The original Hebrew text reads, מִי זֹאת עֹלָה מִן־הַמִּדְבָּר (miy zo’th ‘olah min-hammidbar) The word zo’th (זֹאת) is a Hebrew pronoun – a feminine pronoun (the masculine form is zeh; זֶה). The interrogative miy (מִי) paired with the feminine pronoun zo’th could also be translated, “who is she?” Commentator Robert W. Jenson, whose work I have frequently referenced as I have been researching for this blog series, suggests that, when translated “who is she?” this section of the Song appears to be written from a third-person perspective, not from that of the woman (one of the daughters of Jerusalem, perhaps?). This outside observer is witnessing the woman arriving from the wilderness to meet her lover, who is royally adorned as if he were King Solomon himself. With this understanding, verse 7 does not answer the question posed by verse 6. Rather, the poem is from the perspective of an outside observer witnessing the events and reacting with surprise: “Who is this?” and “Behold!”
There are people arrogant enough to suggest that you can’t truly understand the Bible unless you know biblical languages. That’s nonsense. If there is one thing I learned when studying biblical languages it is that you can trust your English Bible.
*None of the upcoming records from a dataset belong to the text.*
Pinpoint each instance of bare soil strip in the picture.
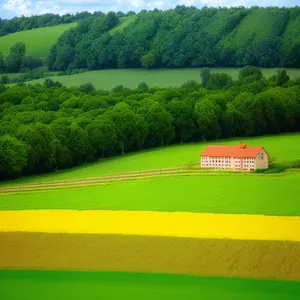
[0,210,300,242]
[0,167,284,195]
[0,233,300,281]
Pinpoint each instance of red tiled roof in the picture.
[201,143,263,158]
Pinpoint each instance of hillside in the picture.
[0,133,300,187]
[219,8,290,66]
[48,6,300,70]
[21,68,300,90]
[281,7,300,66]
[0,22,77,59]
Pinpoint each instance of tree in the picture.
[200,68,211,87]
[166,99,196,143]
[55,44,75,71]
[6,42,26,72]
[0,135,28,179]
[141,53,156,69]
[85,118,117,157]
[0,75,10,84]
[239,66,262,82]
[194,99,220,141]
[79,82,96,95]
[206,72,233,90]
[17,123,56,173]
[138,82,149,90]
[44,78,62,88]
[0,52,5,73]
[138,101,175,147]
[107,103,148,154]
[276,69,290,86]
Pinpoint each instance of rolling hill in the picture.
[21,68,300,90]
[0,22,77,59]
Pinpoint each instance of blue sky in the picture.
[0,0,300,19]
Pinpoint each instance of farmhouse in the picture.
[200,143,269,171]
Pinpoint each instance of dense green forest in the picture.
[48,6,300,71]
[0,66,300,179]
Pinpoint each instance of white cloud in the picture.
[179,0,196,6]
[0,0,300,18]
[4,0,31,15]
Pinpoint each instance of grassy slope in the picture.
[0,173,300,216]
[282,16,300,51]
[0,133,300,186]
[0,22,77,59]
[220,9,282,48]
[19,68,300,90]
[0,270,300,300]
[110,15,137,34]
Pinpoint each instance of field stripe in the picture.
[0,210,300,242]
[0,270,300,300]
[0,232,300,281]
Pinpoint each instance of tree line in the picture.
[48,6,300,71]
[0,42,43,75]
[0,67,300,180]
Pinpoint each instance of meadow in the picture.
[0,22,77,59]
[0,172,300,216]
[0,133,300,300]
[0,270,300,300]
[0,133,300,187]
[20,68,300,90]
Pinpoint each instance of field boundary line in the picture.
[0,167,284,195]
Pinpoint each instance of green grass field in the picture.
[0,270,300,300]
[20,68,300,90]
[0,22,77,59]
[220,9,284,49]
[0,133,300,187]
[0,172,300,216]
[0,134,300,216]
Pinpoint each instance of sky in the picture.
[0,0,300,19]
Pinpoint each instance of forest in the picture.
[0,66,300,180]
[47,6,300,71]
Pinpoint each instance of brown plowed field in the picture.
[0,233,300,280]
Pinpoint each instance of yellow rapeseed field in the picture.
[0,210,300,241]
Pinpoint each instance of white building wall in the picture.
[200,156,255,170]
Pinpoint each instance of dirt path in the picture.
[0,167,283,195]
[0,210,300,242]
[0,233,300,280]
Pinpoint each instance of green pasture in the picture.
[0,22,77,59]
[0,172,300,216]
[20,68,300,90]
[220,8,284,49]
[0,133,300,186]
[0,270,300,300]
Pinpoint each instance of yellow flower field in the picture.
[0,210,300,241]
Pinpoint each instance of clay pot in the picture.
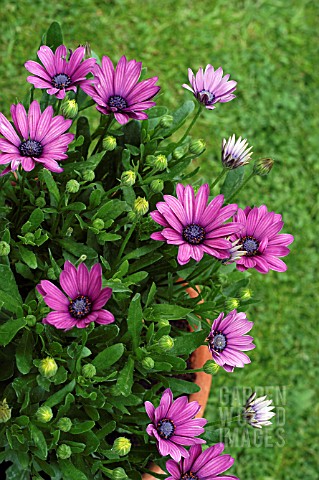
[142,284,212,480]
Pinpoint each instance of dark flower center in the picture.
[51,73,72,90]
[209,332,227,353]
[69,295,92,320]
[19,140,43,158]
[107,95,127,111]
[196,90,215,105]
[183,223,206,245]
[157,418,175,440]
[181,471,199,480]
[241,236,259,257]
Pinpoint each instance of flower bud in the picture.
[83,170,95,182]
[154,155,167,171]
[189,139,206,155]
[35,197,46,208]
[158,335,174,351]
[35,405,53,423]
[112,437,132,457]
[134,197,148,215]
[66,179,80,193]
[61,97,79,118]
[142,357,155,370]
[103,135,116,152]
[25,315,37,327]
[56,417,72,432]
[0,398,11,423]
[253,158,274,177]
[39,357,58,378]
[56,443,72,460]
[82,363,96,378]
[159,115,174,128]
[121,170,136,187]
[203,360,219,375]
[92,218,104,230]
[151,178,164,193]
[173,146,188,160]
[0,242,10,257]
I mentioned the nuance in the language only to illustrate that all Bible translation involves a degree of interpretation, and each translation reflects different interpretive nuances. In this case, the ESV translators decided that the pronoun zo’th is best translated as “this”, not “she”. But, as you can see, that’s not the only possible way to render the original language. In some cases, the interpretation of a passage is affected slightly when different translating decisions are made.
There are a few further linguistic details in verses 6-11 to consider. The imagery of a woman approaching from the wilderness, columns smoke, and the scent of incense evoke strong connections to the story of post-Exodus Israel. The nation wandered in the wilderness, following God’s holy presence which manifested as a column of smoke (Exodus 13:21). The verb translated in verse 6 as “coming up” is ‘olah (עֹלָה). This word comes from the root noun ‘olah, used elsewhere in Scripture to denote a burnt offering (as it would relate to the smoke from the offering rising into the air):
Then you shall cut the ram into pieces, and wash its entrails and its legs, and put them with its pieces and its head, and burn the whole ram on the altar. It is a burnt offering (‘olah) to the Lord. It is a pleasing aroma, a food offering to the Lord.Exodus 29:17-18 (see also Genesis 8:20-22)
Scripture passages detailing the practice of burnt offerings frequently mention the offering as “a pleasing aroma” (reyach nichowach; c.f. Genesis 8:21; Exodus 29:25). God commanded the Israelites to include incense in their grain offerings as a “pleasing aroma” to accompany the offering.
Though Song 3:6-11 depicts a romantic moment of unity between two lovers (and can certainly be read and interpreted as such), the poem’s frequent allusions to the Exodus, Israel’s 40 year wilderness sojourn, and tabernacle worship cannot be ignored. A good argument can be made, given the evidence previously mentioned, that writer of Song 3:6-11 intended for the female lover to be an allegorical depiction of Israel. The woman (Israel) is returning from the wilderness, where she was able to commune with God only through ritual sacrifice; where God’s holy presence was only a cloud of smoke. Solomon (a personification of Yahweh in all of his heavenly splendor) waits for her arrival.
Even now, God awaits the arrival of the Church, “a pleasing aroma of Christ among those who are being saved” (2 Corinthians 2:15). May the grace of Christ transform our lives into a pleasing offering so we may approach God’s holy presence with joy, as a bride prepared for her groom.